This article orginally appeared in the Christmas 2004 edition of Highgrader Magazine – a Northern Ontario publication that brings the issues, concerns and culture of Ontario’s vast forestry and mineral rich north to the world.
In the latter half of 2003, in the wake of yet another failed marriage, I was forced to indulge in one of the most dreaded of all male pastimes, an activity ranking somewhere between visiting the dentist and plumbing: I had to go shopping. In the act of replacing the myriad of consumer goods that are forfeited when a household is split asunder, I made several discoveries. Ever the nosy parker, (and hoping to support Canadian industry) I made a point of determining the country of origin of almost every purchase: from patio furniture to kitchen utensils, from an inexpensive stereo to a weed-whacker.
The results were astonishing: virtually everything had come from, or at least been assembled in, the People’s Republic of China. Also amazing was how cheap most things were, and that the quality nevertheless appeared relatively high.
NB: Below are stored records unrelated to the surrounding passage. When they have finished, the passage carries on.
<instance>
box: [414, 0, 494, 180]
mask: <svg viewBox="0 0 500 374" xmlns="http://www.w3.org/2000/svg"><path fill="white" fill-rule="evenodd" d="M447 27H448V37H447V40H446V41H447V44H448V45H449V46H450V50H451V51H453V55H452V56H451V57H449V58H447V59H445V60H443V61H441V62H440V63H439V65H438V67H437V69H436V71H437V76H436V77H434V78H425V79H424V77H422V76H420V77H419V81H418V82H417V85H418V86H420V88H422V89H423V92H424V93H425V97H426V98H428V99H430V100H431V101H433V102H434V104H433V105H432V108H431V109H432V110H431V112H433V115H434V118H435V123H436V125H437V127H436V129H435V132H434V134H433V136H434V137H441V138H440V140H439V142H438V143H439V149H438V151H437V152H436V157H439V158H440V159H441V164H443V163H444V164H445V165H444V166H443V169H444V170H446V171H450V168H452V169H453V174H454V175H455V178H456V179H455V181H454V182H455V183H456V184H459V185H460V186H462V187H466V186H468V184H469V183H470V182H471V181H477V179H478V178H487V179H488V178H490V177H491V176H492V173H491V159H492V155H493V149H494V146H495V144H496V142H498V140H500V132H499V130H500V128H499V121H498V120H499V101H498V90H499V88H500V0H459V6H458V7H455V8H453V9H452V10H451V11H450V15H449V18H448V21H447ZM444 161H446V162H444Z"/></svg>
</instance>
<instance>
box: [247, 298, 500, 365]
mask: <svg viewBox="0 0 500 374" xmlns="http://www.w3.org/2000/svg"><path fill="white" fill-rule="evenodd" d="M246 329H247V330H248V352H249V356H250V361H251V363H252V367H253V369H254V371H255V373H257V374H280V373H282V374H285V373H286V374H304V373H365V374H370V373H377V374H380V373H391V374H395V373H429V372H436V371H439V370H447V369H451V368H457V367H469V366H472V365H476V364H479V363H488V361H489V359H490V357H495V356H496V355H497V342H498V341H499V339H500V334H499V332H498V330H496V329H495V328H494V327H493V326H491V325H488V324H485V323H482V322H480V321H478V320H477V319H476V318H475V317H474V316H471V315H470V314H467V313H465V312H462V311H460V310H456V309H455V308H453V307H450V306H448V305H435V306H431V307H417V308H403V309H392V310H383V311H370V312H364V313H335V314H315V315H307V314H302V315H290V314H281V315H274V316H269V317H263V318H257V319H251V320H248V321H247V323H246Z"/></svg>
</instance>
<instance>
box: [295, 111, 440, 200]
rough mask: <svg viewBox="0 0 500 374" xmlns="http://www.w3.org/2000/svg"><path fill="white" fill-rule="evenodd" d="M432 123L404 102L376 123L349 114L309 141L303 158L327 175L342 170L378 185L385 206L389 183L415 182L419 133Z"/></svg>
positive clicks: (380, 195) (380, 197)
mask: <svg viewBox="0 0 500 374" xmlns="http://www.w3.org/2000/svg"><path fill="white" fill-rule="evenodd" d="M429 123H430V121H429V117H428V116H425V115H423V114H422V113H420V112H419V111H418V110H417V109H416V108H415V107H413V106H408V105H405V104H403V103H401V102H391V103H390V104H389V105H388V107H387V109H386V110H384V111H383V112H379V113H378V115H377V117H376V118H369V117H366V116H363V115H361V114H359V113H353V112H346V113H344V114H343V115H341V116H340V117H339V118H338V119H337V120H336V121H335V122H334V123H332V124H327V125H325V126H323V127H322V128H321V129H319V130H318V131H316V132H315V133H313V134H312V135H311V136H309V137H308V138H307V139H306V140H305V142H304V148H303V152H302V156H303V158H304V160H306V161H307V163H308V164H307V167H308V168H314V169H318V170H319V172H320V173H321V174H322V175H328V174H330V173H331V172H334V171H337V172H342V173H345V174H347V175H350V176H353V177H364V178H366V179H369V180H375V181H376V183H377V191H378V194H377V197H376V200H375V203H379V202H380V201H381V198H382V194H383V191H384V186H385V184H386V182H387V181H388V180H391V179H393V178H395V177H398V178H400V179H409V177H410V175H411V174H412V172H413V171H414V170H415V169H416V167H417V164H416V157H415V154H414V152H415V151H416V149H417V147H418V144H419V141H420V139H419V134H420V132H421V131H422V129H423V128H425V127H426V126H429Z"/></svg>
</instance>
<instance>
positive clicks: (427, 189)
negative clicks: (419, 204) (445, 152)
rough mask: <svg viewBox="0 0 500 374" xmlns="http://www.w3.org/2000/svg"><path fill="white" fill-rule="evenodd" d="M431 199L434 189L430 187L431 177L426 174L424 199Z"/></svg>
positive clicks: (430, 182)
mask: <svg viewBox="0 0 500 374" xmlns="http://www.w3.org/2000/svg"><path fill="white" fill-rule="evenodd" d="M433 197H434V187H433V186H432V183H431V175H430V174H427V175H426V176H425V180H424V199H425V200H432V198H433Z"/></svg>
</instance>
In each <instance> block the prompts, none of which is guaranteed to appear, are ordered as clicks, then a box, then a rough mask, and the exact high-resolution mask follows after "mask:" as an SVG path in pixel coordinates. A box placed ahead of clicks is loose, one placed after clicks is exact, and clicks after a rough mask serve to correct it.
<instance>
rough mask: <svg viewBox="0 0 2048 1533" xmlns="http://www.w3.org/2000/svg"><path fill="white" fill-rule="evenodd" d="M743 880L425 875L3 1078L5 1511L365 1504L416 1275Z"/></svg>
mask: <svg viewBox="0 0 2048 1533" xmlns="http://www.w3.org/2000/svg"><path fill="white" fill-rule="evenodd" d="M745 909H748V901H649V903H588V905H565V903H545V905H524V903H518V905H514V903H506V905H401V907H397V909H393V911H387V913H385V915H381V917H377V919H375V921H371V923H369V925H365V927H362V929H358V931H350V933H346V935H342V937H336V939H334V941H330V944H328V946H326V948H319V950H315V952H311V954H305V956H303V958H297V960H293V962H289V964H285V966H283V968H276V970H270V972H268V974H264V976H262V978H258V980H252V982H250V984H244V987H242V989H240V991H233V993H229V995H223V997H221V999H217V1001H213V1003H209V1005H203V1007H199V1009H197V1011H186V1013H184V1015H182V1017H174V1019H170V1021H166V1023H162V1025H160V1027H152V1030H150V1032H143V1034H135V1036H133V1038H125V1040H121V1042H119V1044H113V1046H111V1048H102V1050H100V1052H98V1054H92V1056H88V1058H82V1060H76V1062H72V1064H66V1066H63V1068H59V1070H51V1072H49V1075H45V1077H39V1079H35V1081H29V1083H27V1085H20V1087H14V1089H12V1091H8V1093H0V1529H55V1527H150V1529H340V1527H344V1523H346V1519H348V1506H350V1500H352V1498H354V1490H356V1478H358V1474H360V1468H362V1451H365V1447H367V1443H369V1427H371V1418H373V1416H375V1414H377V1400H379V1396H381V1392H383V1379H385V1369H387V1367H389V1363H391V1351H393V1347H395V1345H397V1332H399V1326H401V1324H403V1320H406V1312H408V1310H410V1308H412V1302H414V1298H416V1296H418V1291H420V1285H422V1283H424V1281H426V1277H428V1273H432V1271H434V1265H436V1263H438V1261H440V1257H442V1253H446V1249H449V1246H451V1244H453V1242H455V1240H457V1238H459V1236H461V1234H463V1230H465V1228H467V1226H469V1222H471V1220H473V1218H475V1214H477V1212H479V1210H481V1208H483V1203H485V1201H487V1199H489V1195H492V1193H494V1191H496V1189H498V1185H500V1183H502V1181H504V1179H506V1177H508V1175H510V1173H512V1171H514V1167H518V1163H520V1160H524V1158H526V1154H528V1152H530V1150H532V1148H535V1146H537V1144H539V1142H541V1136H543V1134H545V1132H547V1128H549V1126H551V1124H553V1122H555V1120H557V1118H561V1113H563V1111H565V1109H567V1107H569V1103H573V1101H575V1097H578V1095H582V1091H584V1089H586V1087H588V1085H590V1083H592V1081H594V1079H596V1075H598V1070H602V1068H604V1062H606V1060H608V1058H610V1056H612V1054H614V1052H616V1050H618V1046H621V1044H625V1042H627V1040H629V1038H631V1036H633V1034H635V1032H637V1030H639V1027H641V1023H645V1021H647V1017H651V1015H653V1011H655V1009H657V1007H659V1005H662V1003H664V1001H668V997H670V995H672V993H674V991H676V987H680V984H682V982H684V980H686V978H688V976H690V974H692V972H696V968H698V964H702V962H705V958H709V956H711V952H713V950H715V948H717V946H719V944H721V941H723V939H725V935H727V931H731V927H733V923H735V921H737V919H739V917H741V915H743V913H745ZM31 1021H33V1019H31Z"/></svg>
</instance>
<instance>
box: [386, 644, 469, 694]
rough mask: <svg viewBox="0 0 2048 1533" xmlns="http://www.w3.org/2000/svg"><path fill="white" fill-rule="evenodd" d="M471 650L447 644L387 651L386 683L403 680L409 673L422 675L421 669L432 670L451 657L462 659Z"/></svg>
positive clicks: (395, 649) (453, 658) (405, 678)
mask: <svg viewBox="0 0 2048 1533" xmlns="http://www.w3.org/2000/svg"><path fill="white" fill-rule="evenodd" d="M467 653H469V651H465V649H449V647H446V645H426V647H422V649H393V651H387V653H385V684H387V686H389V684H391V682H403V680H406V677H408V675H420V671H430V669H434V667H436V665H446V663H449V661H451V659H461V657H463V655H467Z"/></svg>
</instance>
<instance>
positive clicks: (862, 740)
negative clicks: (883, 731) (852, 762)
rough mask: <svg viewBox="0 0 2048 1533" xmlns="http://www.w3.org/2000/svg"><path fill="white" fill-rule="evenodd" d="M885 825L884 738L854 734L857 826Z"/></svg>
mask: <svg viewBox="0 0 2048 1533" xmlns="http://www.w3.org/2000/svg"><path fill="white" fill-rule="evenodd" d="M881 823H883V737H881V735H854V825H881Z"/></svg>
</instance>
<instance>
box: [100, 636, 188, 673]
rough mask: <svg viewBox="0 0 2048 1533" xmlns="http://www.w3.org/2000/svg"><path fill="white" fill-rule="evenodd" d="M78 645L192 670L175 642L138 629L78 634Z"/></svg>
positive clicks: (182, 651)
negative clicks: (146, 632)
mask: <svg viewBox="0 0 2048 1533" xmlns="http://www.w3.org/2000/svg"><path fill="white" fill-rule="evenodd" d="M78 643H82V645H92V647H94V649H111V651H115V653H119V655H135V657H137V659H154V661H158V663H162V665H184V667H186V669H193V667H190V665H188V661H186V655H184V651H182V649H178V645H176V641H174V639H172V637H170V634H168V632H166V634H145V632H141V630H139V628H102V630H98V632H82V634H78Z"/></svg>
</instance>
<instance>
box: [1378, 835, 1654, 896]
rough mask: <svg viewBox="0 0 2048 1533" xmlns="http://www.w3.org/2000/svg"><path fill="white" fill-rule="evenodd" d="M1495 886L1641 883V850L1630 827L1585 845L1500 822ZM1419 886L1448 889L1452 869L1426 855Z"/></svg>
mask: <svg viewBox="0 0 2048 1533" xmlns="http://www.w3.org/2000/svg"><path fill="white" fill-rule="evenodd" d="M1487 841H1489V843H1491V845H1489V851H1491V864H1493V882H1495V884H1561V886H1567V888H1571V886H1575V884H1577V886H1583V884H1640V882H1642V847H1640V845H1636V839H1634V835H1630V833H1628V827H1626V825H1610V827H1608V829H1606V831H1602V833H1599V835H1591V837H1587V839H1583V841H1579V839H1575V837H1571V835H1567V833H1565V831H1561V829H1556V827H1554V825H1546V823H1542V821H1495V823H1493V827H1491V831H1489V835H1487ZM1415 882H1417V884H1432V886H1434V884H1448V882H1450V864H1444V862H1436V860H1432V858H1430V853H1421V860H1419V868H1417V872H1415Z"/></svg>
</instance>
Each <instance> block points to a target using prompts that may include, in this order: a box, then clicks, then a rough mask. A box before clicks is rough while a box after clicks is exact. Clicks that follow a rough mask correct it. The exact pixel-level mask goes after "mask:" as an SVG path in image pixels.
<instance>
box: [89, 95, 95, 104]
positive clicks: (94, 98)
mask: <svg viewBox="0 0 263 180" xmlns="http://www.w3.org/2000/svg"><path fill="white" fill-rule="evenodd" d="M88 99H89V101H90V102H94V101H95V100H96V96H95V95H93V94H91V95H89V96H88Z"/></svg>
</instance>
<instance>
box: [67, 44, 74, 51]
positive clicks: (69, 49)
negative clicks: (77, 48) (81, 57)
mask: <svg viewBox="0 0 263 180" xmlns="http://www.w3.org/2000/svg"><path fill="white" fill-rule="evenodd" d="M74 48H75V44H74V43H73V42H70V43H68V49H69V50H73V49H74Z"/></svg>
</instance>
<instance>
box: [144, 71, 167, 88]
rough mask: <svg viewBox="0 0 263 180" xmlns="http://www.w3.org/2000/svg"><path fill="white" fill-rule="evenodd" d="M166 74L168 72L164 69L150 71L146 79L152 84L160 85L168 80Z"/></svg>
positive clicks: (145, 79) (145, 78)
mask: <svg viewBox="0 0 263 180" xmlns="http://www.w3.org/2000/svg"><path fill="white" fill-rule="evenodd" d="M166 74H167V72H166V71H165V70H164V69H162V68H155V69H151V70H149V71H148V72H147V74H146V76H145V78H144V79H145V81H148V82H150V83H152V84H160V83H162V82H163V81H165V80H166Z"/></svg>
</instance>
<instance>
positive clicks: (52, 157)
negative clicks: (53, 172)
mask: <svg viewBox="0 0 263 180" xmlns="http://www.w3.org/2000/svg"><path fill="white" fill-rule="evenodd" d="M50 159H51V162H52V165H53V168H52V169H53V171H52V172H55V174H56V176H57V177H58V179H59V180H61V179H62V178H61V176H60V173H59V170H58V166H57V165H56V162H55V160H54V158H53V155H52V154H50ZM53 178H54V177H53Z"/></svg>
The world was awash in cheap electronics. It appeared that, at a conservative estimate, 90 per cent of the merchandise in the local Dollarama store was from China. Multiplying the inventory in all the dollar stores in Sudbury times all the dollar stores in Canada conjured up a mental image of a chain of container ships crossing the Pacific from west to east, disgorging an unending stream of consumer goods produced by a nearly infinite supply of cheap labour in a nation of 1.3 billion souls.